British showjumpers on course for Rio at Aachen

By Charles Taylor on |


Penelope Leprevost leads at Aachen

Great Britain’s showjumpers dug deep in Aachen to deliver a character-filled display as they stayed on course for an FEI European Championships medal and an all-important place at next year’s Rio Olympics.

It proved to be an incident-packed penultimate day of team competition action, but Britain ended it in fourth place behind France — led by Penelope Leprevost (pictured above) — in first place, Holland in second and Germany in third.

Going into Friday’s final team-jumping round, five of the surviving 10 nations — Britain, Switzerland, Spain, Denmark and Ireland — will be chasing three Rio places available for countries that have not yet qualified.

Britain were indebted to clear rounds from Joe Clee and Utamaro d’Ecaussines (pictured below) — their second in successive days — and Michael Whitaker with Cassionato, after former world number one Ben Maher had four faults on Diva II and 19-year-old Jessica Mendoza saw three fences go down aboard Spirit T.

Mendoza’s tally proved to be the discarded score, while Clee is currenty third in the individual competition that concludes on Sunday.

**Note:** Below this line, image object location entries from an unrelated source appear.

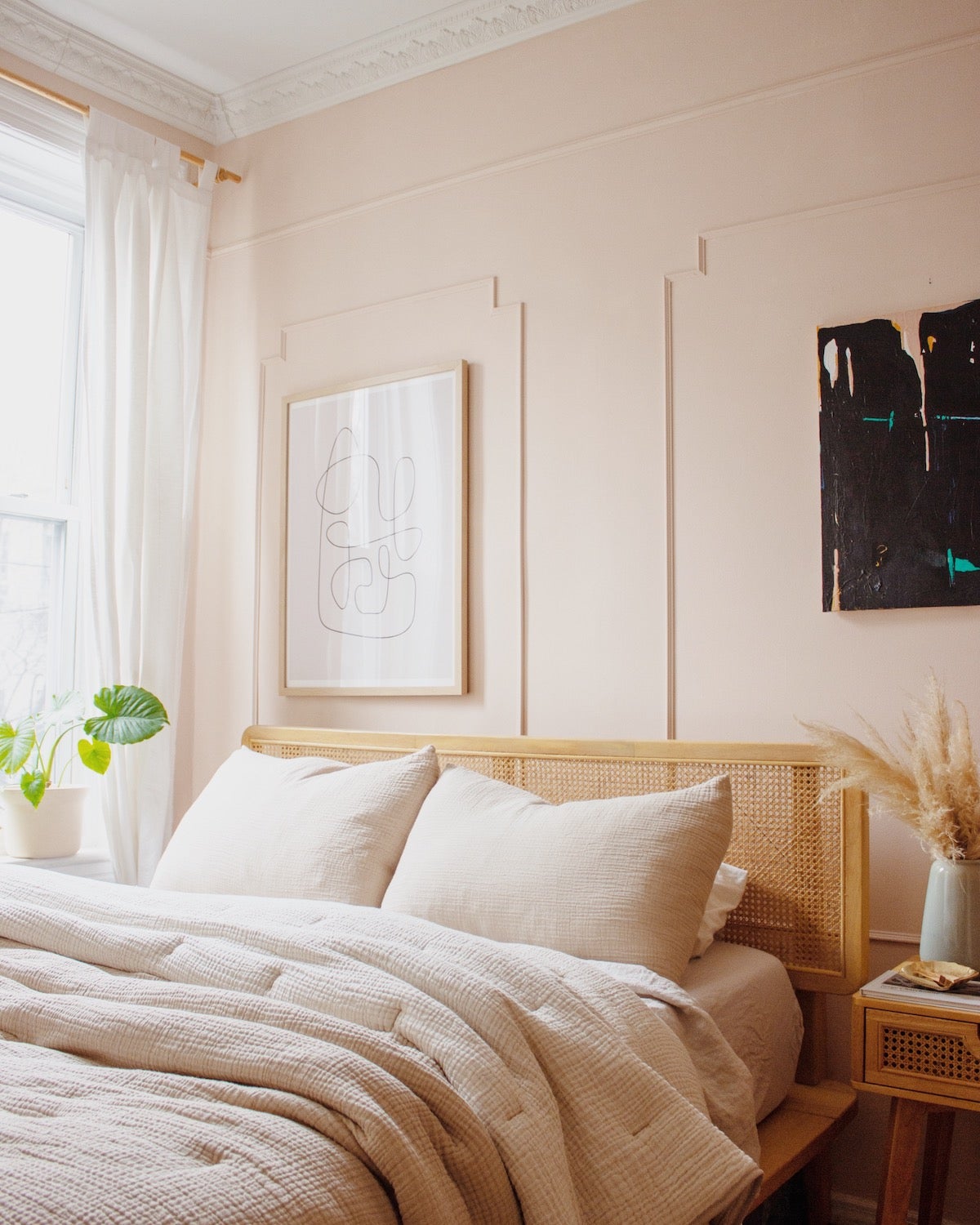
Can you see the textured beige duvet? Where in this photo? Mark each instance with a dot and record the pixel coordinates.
(169, 1058)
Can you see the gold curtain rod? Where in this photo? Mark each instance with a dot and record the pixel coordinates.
(82, 109)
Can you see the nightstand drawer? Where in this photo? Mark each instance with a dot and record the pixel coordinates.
(921, 1054)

France’s Leprevost leads, just ahead of German star Ludger Beerbaum.

“My horse has been jumping great – even a bit too good,” Clee said. “He settled down after about fence four.

“It is a case of each day as it comes. With success here comes the Olympic qualification, so just one job at a time. I will start to enjoy it after Sunday has been and gone.”

And 55-year-old Whitaker added: “I got a lot of confidence from my horse. He has never been in this ring, and he’s never been under this kind of pressure. I didn’t know how he would react, but he actually rose to the occasion.

“I said when I came out, I’ve never felt pressure like it. There is extra pressure to qualify for the Olympics. If I had gone in and not had a good round, that would have been it. Now, we’re still fighting for tomorrow, even for a medal.

“You couldn’t get it (the course) wrong, you had to ride every fence and think about all the lines and even the last fence — you saw the problems the last fence caused. You had to get it all right, you could not make a mistake.

“Joe was brilliant and Ben was brilliant. What the mare did was out of his hands. She just took off, and Ben did unbelievably to stay on.”

Maher was powerless as Diva II went airborne too early going into the last fence, meaning that they ploughed through it, but Maher somehow stayed on and avoided elimination.

“I don’t really know how it happened,” he said. “She should have picked up two strides, but she picked up on one. I guess it was just quick reaction and instinct from me. I could not afford to fall off — that would have been pretty damaging for the team.

“She jumped probably as good as any other horse today, but that’s the way it goes.”

And Great Britain team boss Di Lampard added: “This just shows how focused the team are. To come back from the shock at the start with Ben and Diva, when they had looked home and dry, shows just how tight the team are. Team spirit really couldn’t be better.

“We came here to qualify for Rio. We are two thirds of the way through, and in a strong position to deliver.”

Current team standings are: France 5.700, Holland 7.820, Germany 8.400, Great Britain 10.990, Ukraine 13.030, Switzerland 14.230, Spain 16.580, Denmark 17.270, Ireland 17.960, Sweden 19.300.